Try mixing these three ingredients into a spoonful or a drink before bed. A small amount can support stable blood sugar levels through the night, giving your brain the energy it needs and keeping cortisol and adrenaline from interrupting your rest.
A Few Extra Tips for Restful Sleep
Alongside your bedtime snack, consider these habits to further improve your night’s sleep:
Avoid late-night heavy meals: They can lead to blood sugar spikes and crashes (Leproult & Van Cauter, 2010).
Stay hydrated: Dehydration can increase stress hormone levels (Popkin et al., 2010).
Wind down early: Try limiting screen time an hour before bed to help calm your nervous system (Majumdar et al., 2020).
With a little planning, you can support your body’s natural rhythms, giving your brain the fuel it needs while allowing you to sleep soundly through the night.
References
1. Chepulis, L. M. (2008). An Investigation of the Health Benefits of Honey as a Replacement for Sugar in the Diet (Doctoral dissertation, The University of Waikato).

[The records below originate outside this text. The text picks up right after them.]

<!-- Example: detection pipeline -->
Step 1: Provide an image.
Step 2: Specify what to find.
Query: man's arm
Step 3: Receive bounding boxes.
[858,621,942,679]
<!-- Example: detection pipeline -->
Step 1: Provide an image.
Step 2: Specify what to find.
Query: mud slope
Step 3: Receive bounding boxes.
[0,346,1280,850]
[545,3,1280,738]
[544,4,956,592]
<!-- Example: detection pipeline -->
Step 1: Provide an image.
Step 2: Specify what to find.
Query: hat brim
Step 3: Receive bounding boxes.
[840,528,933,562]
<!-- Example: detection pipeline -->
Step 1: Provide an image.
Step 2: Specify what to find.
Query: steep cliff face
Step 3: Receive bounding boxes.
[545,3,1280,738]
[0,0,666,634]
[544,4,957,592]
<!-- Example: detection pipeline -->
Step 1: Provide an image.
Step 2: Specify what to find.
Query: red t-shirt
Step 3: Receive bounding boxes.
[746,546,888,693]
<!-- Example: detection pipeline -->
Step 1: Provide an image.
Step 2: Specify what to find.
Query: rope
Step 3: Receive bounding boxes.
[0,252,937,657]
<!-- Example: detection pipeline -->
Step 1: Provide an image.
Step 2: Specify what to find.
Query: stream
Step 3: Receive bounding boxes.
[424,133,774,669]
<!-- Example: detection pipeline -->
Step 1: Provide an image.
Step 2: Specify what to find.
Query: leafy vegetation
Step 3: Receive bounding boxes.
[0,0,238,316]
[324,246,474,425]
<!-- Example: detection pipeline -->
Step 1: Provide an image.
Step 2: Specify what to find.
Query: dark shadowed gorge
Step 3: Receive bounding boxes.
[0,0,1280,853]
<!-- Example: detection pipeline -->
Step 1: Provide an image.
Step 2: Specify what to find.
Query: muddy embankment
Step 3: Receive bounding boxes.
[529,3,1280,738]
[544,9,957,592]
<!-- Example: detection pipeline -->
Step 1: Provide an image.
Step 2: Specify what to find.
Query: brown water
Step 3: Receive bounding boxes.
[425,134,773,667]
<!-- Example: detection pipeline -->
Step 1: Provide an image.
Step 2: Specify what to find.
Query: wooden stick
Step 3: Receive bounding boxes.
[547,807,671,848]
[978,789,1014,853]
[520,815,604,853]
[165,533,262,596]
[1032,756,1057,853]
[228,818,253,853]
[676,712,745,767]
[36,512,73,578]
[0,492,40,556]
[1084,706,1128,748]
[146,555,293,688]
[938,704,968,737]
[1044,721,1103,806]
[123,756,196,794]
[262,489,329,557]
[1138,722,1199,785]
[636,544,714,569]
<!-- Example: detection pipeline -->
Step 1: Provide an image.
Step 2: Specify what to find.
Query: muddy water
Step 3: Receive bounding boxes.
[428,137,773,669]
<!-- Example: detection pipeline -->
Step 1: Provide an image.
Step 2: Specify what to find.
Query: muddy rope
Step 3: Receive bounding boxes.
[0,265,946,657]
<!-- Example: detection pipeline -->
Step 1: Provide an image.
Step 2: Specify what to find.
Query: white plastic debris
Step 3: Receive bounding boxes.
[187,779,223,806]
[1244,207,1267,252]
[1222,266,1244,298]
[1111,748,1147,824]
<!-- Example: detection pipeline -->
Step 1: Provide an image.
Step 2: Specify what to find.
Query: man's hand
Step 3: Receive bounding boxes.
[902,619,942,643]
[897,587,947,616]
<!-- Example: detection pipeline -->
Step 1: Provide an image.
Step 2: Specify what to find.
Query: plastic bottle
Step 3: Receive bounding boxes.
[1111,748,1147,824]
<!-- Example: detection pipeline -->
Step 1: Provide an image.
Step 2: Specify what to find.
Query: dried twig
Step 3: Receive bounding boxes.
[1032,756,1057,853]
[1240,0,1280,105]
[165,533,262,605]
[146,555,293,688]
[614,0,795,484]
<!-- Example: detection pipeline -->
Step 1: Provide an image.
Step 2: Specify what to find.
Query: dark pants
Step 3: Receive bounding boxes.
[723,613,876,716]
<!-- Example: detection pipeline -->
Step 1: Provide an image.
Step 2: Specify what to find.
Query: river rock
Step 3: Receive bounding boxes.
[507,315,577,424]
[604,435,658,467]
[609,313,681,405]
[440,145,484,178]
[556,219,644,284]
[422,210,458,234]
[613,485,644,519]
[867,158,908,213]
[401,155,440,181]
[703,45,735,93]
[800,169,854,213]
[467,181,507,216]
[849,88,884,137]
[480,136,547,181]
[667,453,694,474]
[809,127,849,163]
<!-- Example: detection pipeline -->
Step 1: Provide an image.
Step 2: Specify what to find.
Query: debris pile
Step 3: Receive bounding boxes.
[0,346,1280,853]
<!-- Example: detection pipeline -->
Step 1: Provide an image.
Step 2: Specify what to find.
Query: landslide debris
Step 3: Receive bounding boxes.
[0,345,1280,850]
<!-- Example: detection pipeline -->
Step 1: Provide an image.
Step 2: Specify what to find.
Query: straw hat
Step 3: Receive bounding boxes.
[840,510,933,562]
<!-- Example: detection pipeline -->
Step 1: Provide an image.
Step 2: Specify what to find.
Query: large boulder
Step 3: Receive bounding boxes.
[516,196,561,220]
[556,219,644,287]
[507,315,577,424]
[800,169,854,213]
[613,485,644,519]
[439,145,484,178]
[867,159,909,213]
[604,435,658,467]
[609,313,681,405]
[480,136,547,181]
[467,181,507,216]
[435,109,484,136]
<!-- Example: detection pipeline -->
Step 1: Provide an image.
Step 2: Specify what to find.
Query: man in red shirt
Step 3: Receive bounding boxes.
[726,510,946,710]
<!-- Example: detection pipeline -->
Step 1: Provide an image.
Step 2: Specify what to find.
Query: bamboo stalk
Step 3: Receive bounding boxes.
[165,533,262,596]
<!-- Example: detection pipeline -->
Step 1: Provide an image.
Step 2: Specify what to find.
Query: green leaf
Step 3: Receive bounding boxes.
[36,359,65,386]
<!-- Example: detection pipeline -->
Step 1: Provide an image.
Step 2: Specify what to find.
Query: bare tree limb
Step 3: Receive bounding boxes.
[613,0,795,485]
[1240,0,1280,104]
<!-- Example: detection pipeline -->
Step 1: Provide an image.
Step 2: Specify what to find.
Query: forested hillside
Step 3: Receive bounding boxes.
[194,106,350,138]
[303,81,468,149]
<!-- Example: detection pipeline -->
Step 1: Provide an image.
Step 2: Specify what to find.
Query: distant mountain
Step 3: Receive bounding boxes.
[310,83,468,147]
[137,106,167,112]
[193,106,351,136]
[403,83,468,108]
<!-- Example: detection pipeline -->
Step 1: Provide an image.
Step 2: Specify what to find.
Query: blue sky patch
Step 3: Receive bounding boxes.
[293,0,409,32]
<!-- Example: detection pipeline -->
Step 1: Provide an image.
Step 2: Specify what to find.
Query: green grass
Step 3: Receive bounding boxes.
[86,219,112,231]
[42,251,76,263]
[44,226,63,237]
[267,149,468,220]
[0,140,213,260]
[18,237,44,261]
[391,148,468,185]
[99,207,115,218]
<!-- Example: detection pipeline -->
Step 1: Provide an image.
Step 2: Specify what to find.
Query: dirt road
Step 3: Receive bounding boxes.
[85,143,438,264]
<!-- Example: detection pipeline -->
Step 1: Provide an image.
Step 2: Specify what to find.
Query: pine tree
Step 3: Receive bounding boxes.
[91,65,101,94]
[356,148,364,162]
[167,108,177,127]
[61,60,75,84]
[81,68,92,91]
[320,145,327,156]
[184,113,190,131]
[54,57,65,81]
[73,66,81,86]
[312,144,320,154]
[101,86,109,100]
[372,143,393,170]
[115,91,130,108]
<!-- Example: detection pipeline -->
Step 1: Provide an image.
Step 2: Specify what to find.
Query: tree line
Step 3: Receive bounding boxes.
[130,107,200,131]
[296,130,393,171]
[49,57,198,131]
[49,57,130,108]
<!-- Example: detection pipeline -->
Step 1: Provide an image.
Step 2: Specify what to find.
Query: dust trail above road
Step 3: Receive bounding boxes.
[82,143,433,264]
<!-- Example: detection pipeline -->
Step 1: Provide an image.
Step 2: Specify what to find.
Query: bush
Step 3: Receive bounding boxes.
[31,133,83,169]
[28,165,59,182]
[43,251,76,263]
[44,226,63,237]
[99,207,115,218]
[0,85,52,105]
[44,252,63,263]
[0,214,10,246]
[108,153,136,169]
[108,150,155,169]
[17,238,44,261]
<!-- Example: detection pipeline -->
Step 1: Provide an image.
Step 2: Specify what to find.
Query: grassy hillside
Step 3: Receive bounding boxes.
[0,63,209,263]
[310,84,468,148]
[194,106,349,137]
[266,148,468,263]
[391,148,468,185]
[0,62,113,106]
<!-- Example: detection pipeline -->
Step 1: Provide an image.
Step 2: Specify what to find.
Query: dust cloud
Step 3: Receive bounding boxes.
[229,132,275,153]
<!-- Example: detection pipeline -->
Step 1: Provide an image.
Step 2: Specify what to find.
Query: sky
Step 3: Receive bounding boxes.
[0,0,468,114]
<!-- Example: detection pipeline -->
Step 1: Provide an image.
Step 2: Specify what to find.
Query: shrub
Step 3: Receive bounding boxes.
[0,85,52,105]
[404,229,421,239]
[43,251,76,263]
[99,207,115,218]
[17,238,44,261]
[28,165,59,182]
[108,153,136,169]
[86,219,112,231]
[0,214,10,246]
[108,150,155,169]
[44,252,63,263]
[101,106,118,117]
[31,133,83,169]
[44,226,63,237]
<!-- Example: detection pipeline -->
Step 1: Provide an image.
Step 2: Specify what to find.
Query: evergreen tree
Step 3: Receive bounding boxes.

Harvard Health Publishing. (2022). The role of glucose in brain function. Harvard Medical School.
Hewlings, S., & Kalman, D. (2018). Curcumin: A review of its effects on human health. Foods, 7(92), 1-16.
Leproult, R., & Van Cauter, E. (2010). Effect of sleep loss on glucose regulation and insulin sensitivity. Endocrine Development, 17, 11-21.
Majumdar, P., Biswas, A., & Sahu, S. (2020). COVID-19 pandemic and lockdown: cause of sleep disruption, depression, somatic pain, and increased screen exposure of office workers and students of India. Chronobiology international, 37(8), 1191-1200.
Patel, M. Comprehensive clinical evaluations of the aesthetic enhancements on skin, hair, and nails through the administration of marine collagen. J Biochem Biotech. 2023; 6 (4): 152 1 J Biochem Biotech 2023 Volume 6 Issue 4 Research Article https://www. alliedacademies. org/journal-biochemistry-biotechnology, 70-80.
Popkin, B. M., D’Anci, K. E., & Rosenberg, I. H. (2010). Water, hydration, and health. Nutrition Reviews, 68(8), 439-458.
St-Onge, M. P., Mayrsohn, B., O’Keeffe, M., Kissileff, H. R., & Laferrère, B. (2014). Impact of medium and long-chain triglycerides on appetite and energy intake. The American Journal of Clinical Nutrition, 100(4), 968-976.